Et puis, on retrouve là les conséquences d’un abandon des « humanités », de l’idée qu’elles ont un rapport avec la vie réelle, cette dévalorisation de la culture générale qui aboutit à l’absence de toute construction d’un savoir critique à l’Ecole, sur l’administration ou la société. On retrouve l’idéologie du « management » fondée sur des grands mots, une sorte de novlangue tayloriste appliquée au secteur public, qui fait croire que parler de « gouvernance », de « performance », d’« évaluation à 360 degrés » ou de « renforcement de capacités » recouvre quelque chose de « moderne » et donc d’efficace. On croit enfin que se colleter avec le réel, c’est le voir passer à travers les vitres d’une voiture préfectorale ou ministérielle, accompagnée de ses gyrophares. Et qu’avoir passé dix minutes dans un commissariat d’arrondissement ou dans une agence Pôle emploi, c’est leur avoir fait beaucoup d’honneur et s’être imprégné d’une réalité de terrain.

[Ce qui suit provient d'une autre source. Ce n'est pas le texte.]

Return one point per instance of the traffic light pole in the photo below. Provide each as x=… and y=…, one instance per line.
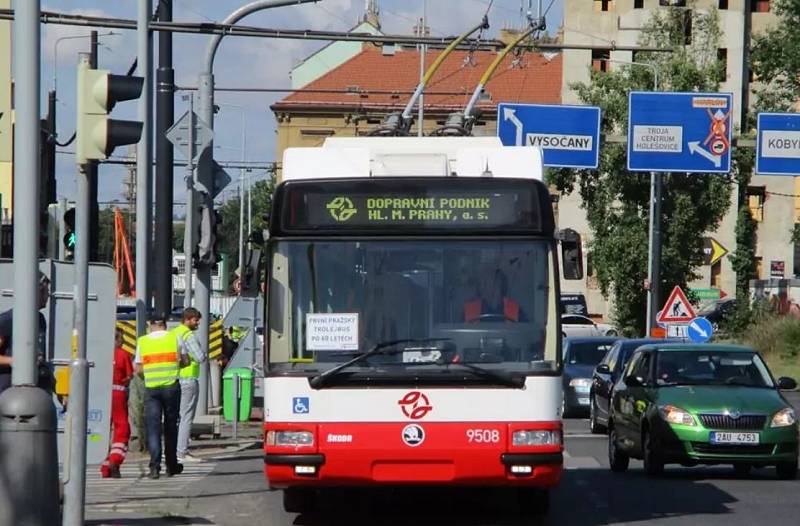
x=75, y=484
x=28, y=453
x=144, y=167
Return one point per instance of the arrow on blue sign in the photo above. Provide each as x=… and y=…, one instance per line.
x=679, y=132
x=569, y=136
x=700, y=330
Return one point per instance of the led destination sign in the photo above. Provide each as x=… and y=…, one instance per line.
x=415, y=206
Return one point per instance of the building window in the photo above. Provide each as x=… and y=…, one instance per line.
x=756, y=195
x=722, y=57
x=603, y=5
x=759, y=6
x=600, y=59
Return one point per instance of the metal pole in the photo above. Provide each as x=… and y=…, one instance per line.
x=27, y=139
x=654, y=241
x=205, y=177
x=93, y=232
x=75, y=487
x=28, y=482
x=75, y=465
x=423, y=49
x=143, y=167
x=188, y=227
x=165, y=116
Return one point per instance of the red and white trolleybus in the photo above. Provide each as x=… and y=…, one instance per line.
x=413, y=329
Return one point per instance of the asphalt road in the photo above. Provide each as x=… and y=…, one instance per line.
x=232, y=492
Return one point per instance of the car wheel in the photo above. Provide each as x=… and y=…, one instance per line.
x=594, y=425
x=533, y=501
x=653, y=464
x=786, y=470
x=298, y=500
x=618, y=460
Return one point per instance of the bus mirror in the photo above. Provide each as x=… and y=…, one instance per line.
x=571, y=254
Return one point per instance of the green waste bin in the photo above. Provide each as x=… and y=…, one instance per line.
x=245, y=393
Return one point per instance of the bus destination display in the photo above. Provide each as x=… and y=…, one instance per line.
x=442, y=210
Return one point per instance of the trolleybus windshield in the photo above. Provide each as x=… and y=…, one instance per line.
x=448, y=301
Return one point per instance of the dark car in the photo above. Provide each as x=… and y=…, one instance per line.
x=701, y=404
x=606, y=375
x=581, y=356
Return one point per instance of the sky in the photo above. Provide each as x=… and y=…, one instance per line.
x=245, y=62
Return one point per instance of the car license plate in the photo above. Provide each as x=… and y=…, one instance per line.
x=719, y=437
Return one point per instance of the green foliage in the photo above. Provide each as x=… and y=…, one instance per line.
x=617, y=201
x=229, y=211
x=775, y=59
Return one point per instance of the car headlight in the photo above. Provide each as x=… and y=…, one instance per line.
x=784, y=417
x=676, y=415
x=539, y=437
x=580, y=382
x=290, y=438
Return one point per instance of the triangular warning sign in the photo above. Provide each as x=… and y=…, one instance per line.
x=677, y=309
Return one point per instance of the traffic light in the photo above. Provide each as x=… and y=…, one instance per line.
x=70, y=238
x=98, y=92
x=208, y=245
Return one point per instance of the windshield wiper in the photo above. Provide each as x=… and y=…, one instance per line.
x=500, y=378
x=322, y=379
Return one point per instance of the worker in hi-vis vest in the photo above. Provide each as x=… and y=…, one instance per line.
x=188, y=377
x=159, y=355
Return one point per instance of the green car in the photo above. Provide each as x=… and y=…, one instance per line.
x=701, y=404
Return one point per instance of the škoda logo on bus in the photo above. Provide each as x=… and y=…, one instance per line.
x=415, y=405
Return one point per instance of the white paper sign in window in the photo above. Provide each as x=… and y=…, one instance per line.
x=332, y=332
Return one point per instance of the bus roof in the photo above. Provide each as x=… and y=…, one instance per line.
x=356, y=157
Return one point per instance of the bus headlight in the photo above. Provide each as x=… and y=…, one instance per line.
x=290, y=438
x=538, y=437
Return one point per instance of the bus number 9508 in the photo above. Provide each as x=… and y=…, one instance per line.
x=483, y=436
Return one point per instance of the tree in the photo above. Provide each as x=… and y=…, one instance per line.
x=617, y=201
x=229, y=211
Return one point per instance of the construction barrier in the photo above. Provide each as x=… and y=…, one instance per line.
x=215, y=339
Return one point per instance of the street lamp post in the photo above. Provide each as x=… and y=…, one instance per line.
x=654, y=236
x=241, y=185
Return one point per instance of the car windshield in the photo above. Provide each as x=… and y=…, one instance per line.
x=586, y=353
x=482, y=301
x=697, y=367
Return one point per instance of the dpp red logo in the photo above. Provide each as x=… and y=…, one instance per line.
x=415, y=405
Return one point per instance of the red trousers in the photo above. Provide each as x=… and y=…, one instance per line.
x=121, y=430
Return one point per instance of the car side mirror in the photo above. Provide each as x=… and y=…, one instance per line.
x=603, y=369
x=571, y=254
x=634, y=381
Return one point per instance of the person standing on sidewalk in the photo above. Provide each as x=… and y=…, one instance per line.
x=123, y=372
x=159, y=355
x=188, y=378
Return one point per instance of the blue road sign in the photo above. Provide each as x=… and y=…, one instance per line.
x=700, y=330
x=568, y=135
x=679, y=132
x=778, y=144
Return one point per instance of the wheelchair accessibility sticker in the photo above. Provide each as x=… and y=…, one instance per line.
x=300, y=405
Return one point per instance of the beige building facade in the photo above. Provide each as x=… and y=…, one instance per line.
x=772, y=199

Alors certes, on sait parler de tout avec beaucoup d’aplomb. Mais pour dire quoi ? La communication politique remplace la politique. Les éléments de langage remplacent la note technique, qui n’est qu’une compilation d’éléments de langage. La surréaction médiatique se substitue au temps long de l’expertise. D’ailleurs, les clichés les plus communs sur l’énarque sont assez révélateurs : d’un gamin qui « parle bien » de n’importe quoi, on se dit qu’il fera un bon énarque. Une langue d’or ! Pourtant, bien parler ne suffit pas. Bien agir est plus essentiel, pour un énarque. Plus dangereux, aussi, d’où la préférence pour l’inaction : PDVMVPDV «pas de vagues, mon vieux, pas de vagues ». Agir, c’est potentiellement prendre des coups. Et surtout, agir c’est avoir du courage, fondé sur des convictions, fondé sur la lucidité. Où va-t-on les chercher ? Pas à l’ENA, je le crains.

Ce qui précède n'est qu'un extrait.